Bilgisayar Mühendisliği öğrencimiz Âkif Kılıç, Polonya Politechnika Bialostocka Üniversitesi'ndeki Erasmus deneyimini paylaşıyor.
Merhaba. Erasmus maceram, evvelinde yaklaşık dört kez yurt dışı gezisi planlamam ve her defasında bazı sorunlardan dolayı planlarımın iptal olması neticesinde şansımı bu kez de Erasmus’dan yana kullanmak istememle başladı. İspanyolca öğrenmeye başlamam sebebiyle ilkin İspanya’ya gitmek istedim fakat yeni güncellemelerle dil sertifikaları istendiğinden Macaristan’a yöneldim. Onda da ders içerikleri uyuşmayınca mecburen Polonya’nın doğu tarafında, 300 bini aşkın nüfusuyla Bialystok’un Politechnika Bialostocka Üniversitesi’ne karar verdim.
“Bol yeşilliğiyle huzurlu bir ülke”
İlgili prosedürler sağlandıktan sonra ders seçimleri ve vize işlemleri gibi çok sancılı bir süreç başlıyor. Vizemin geç çıkması sebebiyle eğitime iki hafta geç başlayacakken virüsün çıkması ile Bialystok’a vardıktan iki gün sonra okulda bir derse bile giremeden iki haftalık karantinaya alındım.
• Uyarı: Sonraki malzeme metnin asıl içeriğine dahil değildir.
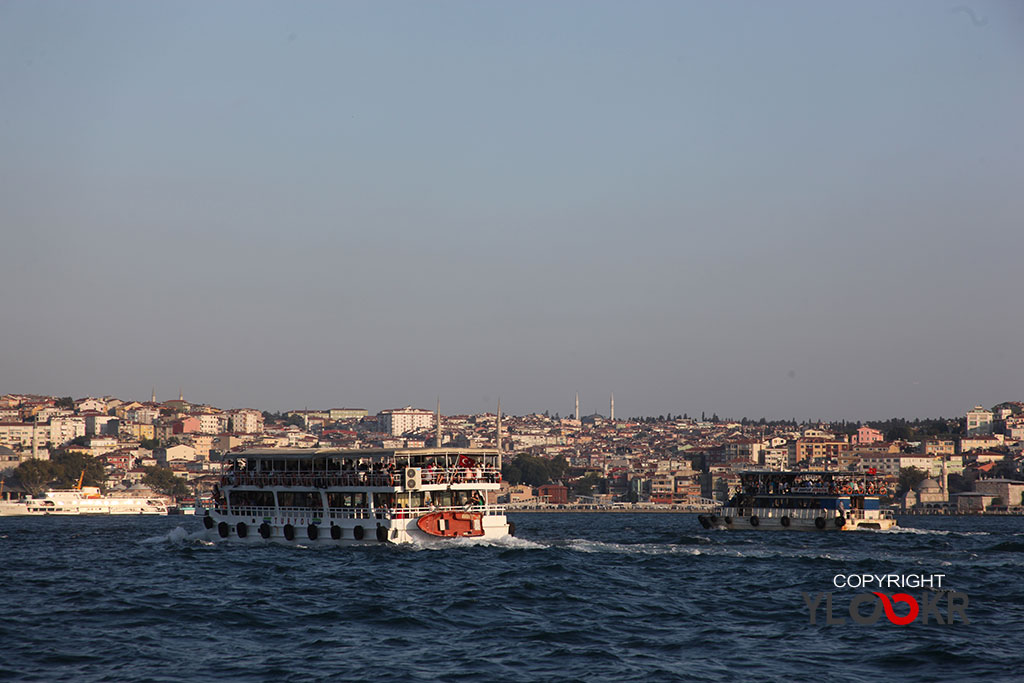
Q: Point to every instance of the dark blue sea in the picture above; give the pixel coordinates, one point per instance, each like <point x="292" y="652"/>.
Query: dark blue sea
<point x="574" y="597"/>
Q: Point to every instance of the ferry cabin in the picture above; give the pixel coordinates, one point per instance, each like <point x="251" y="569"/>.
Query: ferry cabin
<point x="341" y="496"/>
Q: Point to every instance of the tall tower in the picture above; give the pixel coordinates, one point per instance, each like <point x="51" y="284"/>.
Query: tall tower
<point x="945" y="480"/>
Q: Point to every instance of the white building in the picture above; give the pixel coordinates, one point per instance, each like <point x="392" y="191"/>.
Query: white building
<point x="246" y="422"/>
<point x="212" y="423"/>
<point x="979" y="422"/>
<point x="399" y="421"/>
<point x="65" y="428"/>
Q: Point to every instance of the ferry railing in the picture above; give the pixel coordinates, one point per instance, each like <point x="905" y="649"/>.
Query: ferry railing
<point x="328" y="479"/>
<point x="252" y="511"/>
<point x="406" y="513"/>
<point x="348" y="513"/>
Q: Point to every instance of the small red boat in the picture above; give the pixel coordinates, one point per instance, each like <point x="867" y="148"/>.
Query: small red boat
<point x="451" y="524"/>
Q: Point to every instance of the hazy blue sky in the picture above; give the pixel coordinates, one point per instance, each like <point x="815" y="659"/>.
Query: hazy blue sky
<point x="780" y="209"/>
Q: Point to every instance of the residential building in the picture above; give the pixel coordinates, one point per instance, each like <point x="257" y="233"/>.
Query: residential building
<point x="979" y="422"/>
<point x="399" y="421"/>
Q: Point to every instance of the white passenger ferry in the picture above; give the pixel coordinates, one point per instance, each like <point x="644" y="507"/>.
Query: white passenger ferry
<point x="82" y="501"/>
<point x="342" y="497"/>
<point x="812" y="501"/>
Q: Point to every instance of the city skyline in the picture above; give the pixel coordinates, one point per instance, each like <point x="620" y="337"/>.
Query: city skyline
<point x="785" y="211"/>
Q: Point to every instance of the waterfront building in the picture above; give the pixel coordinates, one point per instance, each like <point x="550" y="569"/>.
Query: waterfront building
<point x="398" y="421"/>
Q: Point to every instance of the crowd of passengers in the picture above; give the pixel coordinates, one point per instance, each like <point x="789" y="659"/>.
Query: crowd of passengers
<point x="783" y="485"/>
<point x="365" y="474"/>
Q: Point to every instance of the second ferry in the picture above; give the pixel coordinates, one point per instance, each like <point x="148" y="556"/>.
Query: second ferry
<point x="811" y="501"/>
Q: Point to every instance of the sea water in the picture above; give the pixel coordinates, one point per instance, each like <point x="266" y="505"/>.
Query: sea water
<point x="573" y="597"/>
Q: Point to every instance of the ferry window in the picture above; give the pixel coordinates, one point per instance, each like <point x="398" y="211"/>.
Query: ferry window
<point x="346" y="500"/>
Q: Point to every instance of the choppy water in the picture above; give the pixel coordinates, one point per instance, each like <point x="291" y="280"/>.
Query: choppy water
<point x="587" y="597"/>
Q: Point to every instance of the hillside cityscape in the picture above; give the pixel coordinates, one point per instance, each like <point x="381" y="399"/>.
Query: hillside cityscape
<point x="970" y="464"/>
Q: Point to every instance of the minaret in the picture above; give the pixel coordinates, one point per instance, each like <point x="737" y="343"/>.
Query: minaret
<point x="945" y="480"/>
<point x="498" y="431"/>
<point x="438" y="420"/>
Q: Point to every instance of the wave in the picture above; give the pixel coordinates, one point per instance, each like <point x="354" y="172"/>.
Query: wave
<point x="503" y="542"/>
<point x="1009" y="547"/>
<point x="176" y="535"/>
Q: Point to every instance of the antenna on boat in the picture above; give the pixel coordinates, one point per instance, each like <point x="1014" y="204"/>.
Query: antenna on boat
<point x="438" y="444"/>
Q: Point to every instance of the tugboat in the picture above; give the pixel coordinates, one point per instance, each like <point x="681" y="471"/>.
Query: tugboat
<point x="809" y="501"/>
<point x="345" y="497"/>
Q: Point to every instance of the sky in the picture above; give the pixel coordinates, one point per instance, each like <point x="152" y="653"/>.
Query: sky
<point x="787" y="210"/>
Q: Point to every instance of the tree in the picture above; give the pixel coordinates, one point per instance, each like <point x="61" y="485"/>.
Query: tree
<point x="163" y="480"/>
<point x="35" y="475"/>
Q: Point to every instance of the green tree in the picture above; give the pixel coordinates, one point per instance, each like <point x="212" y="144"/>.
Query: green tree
<point x="163" y="480"/>
<point x="35" y="475"/>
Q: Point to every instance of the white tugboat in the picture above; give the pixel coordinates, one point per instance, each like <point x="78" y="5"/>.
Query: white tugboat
<point x="811" y="501"/>
<point x="340" y="497"/>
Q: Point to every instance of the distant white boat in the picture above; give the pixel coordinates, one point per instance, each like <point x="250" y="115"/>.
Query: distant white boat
<point x="82" y="501"/>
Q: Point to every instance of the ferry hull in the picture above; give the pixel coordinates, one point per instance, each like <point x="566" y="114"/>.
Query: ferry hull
<point x="313" y="530"/>
<point x="784" y="522"/>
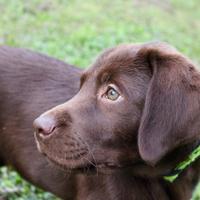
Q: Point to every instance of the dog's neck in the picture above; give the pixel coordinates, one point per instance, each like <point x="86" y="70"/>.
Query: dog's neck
<point x="122" y="185"/>
<point x="118" y="186"/>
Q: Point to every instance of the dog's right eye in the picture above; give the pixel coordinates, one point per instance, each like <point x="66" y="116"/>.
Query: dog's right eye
<point x="112" y="94"/>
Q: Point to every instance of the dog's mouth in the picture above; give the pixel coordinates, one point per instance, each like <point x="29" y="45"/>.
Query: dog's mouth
<point x="85" y="167"/>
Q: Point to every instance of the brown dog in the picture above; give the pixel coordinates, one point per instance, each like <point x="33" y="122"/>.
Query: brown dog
<point x="135" y="116"/>
<point x="30" y="83"/>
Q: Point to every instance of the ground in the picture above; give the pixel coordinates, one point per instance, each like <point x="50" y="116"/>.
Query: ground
<point x="76" y="31"/>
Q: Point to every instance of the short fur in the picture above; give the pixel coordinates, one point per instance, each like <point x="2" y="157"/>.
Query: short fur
<point x="30" y="83"/>
<point x="132" y="142"/>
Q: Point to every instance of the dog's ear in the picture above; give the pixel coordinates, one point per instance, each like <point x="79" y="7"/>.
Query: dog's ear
<point x="171" y="115"/>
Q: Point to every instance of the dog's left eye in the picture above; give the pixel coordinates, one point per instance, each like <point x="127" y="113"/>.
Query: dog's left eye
<point x="112" y="94"/>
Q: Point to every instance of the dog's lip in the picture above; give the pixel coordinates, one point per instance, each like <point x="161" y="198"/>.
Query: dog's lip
<point x="86" y="167"/>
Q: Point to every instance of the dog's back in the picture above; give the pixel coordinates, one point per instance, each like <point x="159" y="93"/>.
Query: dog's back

Bu süreçte de hayat her alanda ve anlamda durma noktasına geldiğinden karantinamın bitmesi neticesinde bir iki hafta da yurda dönüş denemelerim, konsolosluklarla iletişime geçmem ve ailemi teskin etmemle geçti. Ulaşım tamamıyla durma noktasına geldiğinden dönme çabalarım nihayetsiz kaldı.
Polonya’nın yemek kültürünün pek olmadığını söyleyebilirim. Çoğunlukla fast-food, pizza, hazır dondurulmuş yiyeceklerle besleniyorlar. Yeni yeni toparlanmaya çalışan, kendi mimarisini inşa etmeye girişen, durağanlık içinde, sessiz, sakin, geniş caddeleri, bol yeşilliğiyle huzurlu bir ülke konumunda.
“Yemek festivalleri için birkaç Türk yemeği bilmekte fayda var”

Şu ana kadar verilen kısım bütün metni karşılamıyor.